Am Werbestand des Bierfestes betonte Wlazny, man wolle “Politik neu denken”. Die Ereignisse der vergangenen Jahre ließen diesen “rebellischen Ansatz” in ihm reifen: “Die Menschen brauchen in Krisenzeiten mehr Vertrauen und Zuversicht.” Er ist zwar kein Berufspolitiker, aber als „Familienmensch“ sei er der Meinung, dass die „Tüte“ „nicht darüber entscheiden sollte, wer wie behandelt wird“. Wlazny trug eine Sonnenbrille und offenes Haar und war „zuversichtlich, dass wir es schaffen können“. Passend zum Spruch auf den verteilten Wasserflaschen: „Dieses Wasser ist still, Dominik Wlazny ist es nicht.“
Meinungsforscher sehen Wlazny auf Platz zwei
Wlazny hatte bereits in den vergangenen Tagen auf seinen Social-Media-Kanälen die Werbetrommel gerührt. Seine Bierparty sorgte bei den Wiener Gemeinderatswahlen 2020 mit 1,8 Prozent der gültigen Stimmen für Aufsehen, im Oktober 2020 wurde Wlazny Bezirksrat in Simmering. In einem Interview im vergangenen Oktober bezeichnete Wlazny “Humor” als seine “Medien”. Im Juni brachte er seine politische Ausrichtung auf den Punkt: „Ich bin mittendrin. Es ist auch der Ort an der Bar, wo man dem Zapfhahn am nächsten ist.“
Auf die Frage am Dienstag, ob er sich als Staatsmann sehe, antwortete Wlazny, dass es ihm “egal ist, ob ich einen Punkrocker aus Peking oder ein Staatsoberhaupt treffe”. Er sah keinen Nachteil darin, seinen richtigen Namen anstelle seines Künstlernamens „Marco Pogo“ tragen zu müssen. “Die Leute sind nicht dumm und jetzt kennen sie meinen richtigen Namen.” Das Gute sei: “Wenn du Dominik Wlazny wählst, bekommst du sofort Marco Pogo. Es ist wie eine Happy Hour.”

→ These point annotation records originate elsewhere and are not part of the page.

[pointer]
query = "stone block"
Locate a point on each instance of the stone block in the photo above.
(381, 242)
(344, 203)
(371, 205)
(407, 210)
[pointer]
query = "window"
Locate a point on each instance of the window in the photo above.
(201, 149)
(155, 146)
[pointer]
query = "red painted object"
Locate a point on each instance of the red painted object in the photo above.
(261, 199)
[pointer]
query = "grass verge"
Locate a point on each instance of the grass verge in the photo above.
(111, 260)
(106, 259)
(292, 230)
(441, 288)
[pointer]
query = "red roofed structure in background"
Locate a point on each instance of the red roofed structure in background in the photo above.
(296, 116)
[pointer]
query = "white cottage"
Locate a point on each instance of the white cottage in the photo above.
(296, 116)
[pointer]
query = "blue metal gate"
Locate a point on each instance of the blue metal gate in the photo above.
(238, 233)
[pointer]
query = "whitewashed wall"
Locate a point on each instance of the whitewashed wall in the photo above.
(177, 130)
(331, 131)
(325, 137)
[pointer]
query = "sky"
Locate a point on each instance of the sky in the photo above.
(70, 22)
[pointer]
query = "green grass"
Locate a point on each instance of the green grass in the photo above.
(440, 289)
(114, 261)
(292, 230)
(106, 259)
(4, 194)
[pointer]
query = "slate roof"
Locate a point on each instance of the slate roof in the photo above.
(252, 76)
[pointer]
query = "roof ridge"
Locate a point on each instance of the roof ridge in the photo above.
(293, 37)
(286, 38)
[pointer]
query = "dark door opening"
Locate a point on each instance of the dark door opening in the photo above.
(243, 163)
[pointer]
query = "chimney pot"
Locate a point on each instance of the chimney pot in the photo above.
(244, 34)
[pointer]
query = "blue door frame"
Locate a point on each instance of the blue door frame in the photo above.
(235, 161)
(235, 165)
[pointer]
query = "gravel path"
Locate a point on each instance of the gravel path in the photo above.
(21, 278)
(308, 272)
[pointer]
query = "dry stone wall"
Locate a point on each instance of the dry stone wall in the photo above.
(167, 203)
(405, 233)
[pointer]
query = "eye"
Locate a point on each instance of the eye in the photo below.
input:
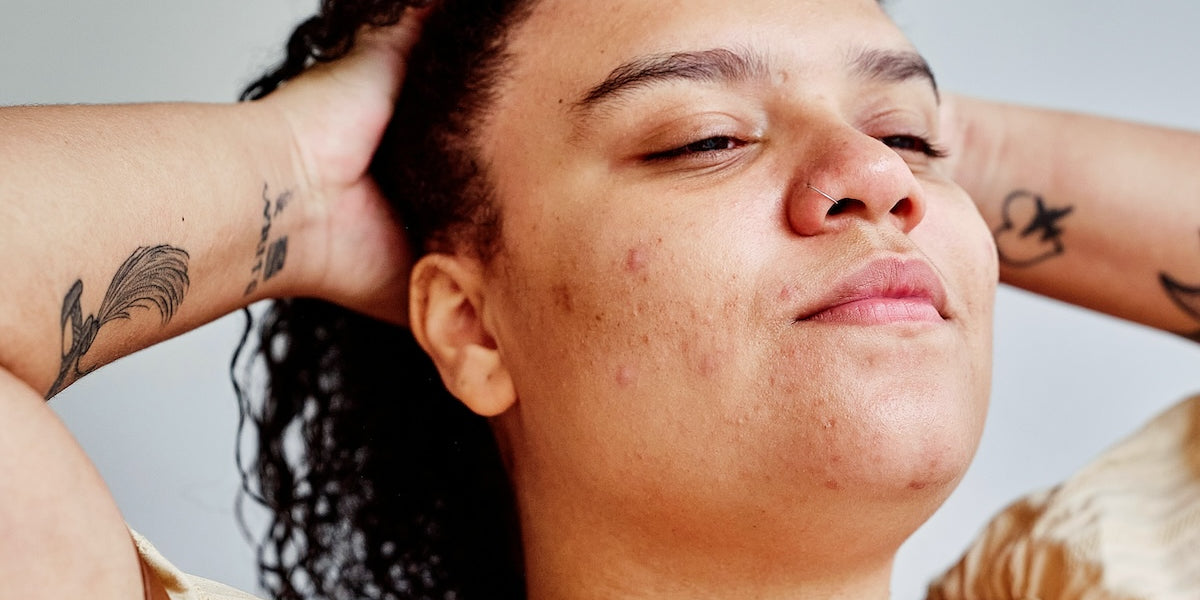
(713, 144)
(913, 144)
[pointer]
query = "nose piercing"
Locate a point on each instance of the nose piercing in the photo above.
(831, 198)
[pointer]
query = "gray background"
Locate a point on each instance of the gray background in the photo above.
(160, 425)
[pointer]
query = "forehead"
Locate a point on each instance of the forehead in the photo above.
(567, 47)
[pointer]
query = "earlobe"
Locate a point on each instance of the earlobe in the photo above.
(447, 318)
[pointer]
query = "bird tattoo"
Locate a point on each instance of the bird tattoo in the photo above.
(153, 277)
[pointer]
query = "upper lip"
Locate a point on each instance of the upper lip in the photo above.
(882, 279)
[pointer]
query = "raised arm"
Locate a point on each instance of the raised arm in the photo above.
(1093, 211)
(124, 226)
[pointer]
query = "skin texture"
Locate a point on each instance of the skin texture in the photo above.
(672, 429)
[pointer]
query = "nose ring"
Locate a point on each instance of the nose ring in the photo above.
(831, 198)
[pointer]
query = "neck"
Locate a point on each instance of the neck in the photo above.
(580, 561)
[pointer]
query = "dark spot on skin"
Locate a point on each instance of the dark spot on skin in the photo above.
(563, 299)
(625, 376)
(636, 259)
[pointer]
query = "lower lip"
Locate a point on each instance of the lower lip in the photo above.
(880, 311)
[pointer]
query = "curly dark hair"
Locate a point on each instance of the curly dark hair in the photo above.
(379, 484)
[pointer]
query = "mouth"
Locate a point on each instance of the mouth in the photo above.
(885, 292)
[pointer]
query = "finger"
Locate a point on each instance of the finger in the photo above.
(382, 52)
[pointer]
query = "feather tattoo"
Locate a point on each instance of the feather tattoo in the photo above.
(151, 279)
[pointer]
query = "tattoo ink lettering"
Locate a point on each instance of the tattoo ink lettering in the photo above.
(153, 277)
(1030, 233)
(1186, 297)
(269, 256)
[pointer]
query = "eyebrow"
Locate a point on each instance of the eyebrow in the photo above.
(729, 66)
(715, 65)
(893, 66)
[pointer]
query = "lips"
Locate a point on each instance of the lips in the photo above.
(886, 291)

Vor wenigen Wochen bezeichnete der Meinungsforscher Peter Hajek den Arzt und Kabarettisten als potenziellen Zweitplatzierten bei der BP-Wahl. Auf eine Prozentzahl als Ziel wollte sich Wlazny zum Einzugsstart allerdings nicht festlegen: „Es macht keinen Unterschied, ob ich 15, 25 oder 105 Prozent sage.“ Dass er manchmal von etablierten Parteien verspottet wird, kränkt ihn nicht. Vielmehr sei seine bisherige politische Karriere ein “lebenswichtiges Zeichen der Demokratie”. Auch in Wlazny werben in den kommenden Wochen ehrenamtliche Helfer aus Linz, Graz und Innsbruck um Unterstützung.